Why Richard Cordray matters

Richard Cordray got some good news this morning. He should enjoy now, because it will probably be the last positive development he sees for quite a while.

The Senate Banking Committee voted along party lines Thursday to approve Richard Cordray as the new director of the Consumer Financial Protection Bureau — a move that will have little effect since Republicans have vowed to scuttle the nomination.

Cordray’s nomination was approved 12-10 and now moves to the full Senate. But Alabama Sen. Richard Shelby and other GOP senators intend to block the former Ohio attorney general from final approval unless the bureau is structurally reformed.

The committee vote was 12 to 10, with every Democrat supporting Cordray’s nomination and every Republican opposing it. GOP members freely admit that Cordray is qualified and is more than capable of excelling in the position, but they rejected him anyway as part of a larger opposition to consumer protections.

More important than the votes against Cordray today are the Republican plans to prevent his nomination from ever reaching the floor.

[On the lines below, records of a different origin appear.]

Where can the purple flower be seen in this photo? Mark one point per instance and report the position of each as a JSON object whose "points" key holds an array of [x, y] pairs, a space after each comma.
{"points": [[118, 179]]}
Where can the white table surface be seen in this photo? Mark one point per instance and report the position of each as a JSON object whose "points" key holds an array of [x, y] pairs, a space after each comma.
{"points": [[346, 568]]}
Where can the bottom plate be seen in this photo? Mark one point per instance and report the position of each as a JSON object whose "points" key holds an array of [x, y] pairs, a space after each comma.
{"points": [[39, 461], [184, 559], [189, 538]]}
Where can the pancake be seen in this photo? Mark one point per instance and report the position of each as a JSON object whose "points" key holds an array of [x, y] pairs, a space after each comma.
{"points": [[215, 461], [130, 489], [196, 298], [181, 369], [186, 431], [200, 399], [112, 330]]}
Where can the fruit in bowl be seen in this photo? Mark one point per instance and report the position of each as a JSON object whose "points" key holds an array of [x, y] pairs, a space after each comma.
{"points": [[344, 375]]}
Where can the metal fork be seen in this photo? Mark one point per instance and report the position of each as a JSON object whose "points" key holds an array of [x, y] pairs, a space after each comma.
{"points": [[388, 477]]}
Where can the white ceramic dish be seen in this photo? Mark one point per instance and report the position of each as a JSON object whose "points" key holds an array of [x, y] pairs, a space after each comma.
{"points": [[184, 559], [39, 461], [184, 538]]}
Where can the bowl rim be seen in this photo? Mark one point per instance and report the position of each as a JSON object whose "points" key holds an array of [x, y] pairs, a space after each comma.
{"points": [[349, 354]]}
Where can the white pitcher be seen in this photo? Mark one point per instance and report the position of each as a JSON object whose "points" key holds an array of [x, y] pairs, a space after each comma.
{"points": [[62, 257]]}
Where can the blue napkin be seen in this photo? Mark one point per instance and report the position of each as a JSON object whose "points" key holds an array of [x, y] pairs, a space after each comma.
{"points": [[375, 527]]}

Rep. Barney Frank (D-Mass.) recently explained, “Cordray’s record as attorney general of Ohio puts him in a small group of people able to act effectively to deal with the mortgage crisis. No one has raised any questions about his intelligence, integrity or dedication. Yet his nomination will not even be fairly considered by the full Senate. Forty-four Republicans have announced that in disregard of their constitutional duty to consider nominations on the merits. They will not confirm anyone until the Senate majority reverses itself to once again put bank regulators in a position to overrule virtually all of the policies that would be set by the consumer agency.”

Quite right. Congress passed legislation creating the Consumer Financial Protection Bureau and the president signed it into law. Republicans are now saying they’ll allow the agency to function, but not until Democrats agree to weaken the law in ways the financial industry likes.

It’s all part of the normalization of extortion politics. Traditionally, if the GOP wanted to alter the powers of the CFPB, it would write legislation, send it to committee, bring it to the floor, send it to the other chamber, etc. But that takes time and effort, and might not work. Instead, we see the latest in a series of GOP extortion strategies: Republicans will force Democrats to accept changes to the agency, or Republicans won’t allow the agency to meet its legal mandate.

Our system of government has never worked this way; it wasn’t designed to work this way; and it can’t work this way. As Jonathan Cohn recently explained, “The consumer protection agency exists because a majority of democratically elected lawmakers passed a law and a democratically elected president signed it. Now a minority of Senators representing a minority of the country are exploiting procedural rules (i.e., using the filibuster) to prevent that law from taking effect. That’s undemocratic. And I mean that with a small ‘d.'”

Treasury Secretary Timothy Geithner told Senate Banking Committee, “If the Senate fails to confirm [Cordray], what will happen is it’ll leave a vast array of non-bank financial institutions … outside the scope of consumer protection, which was exactly the same mistake that left us so vulnerable to the financial crisis we went through.”

For Republicans, who’ve decided to take dictation from industry lobbyists, apparently that’s the idea.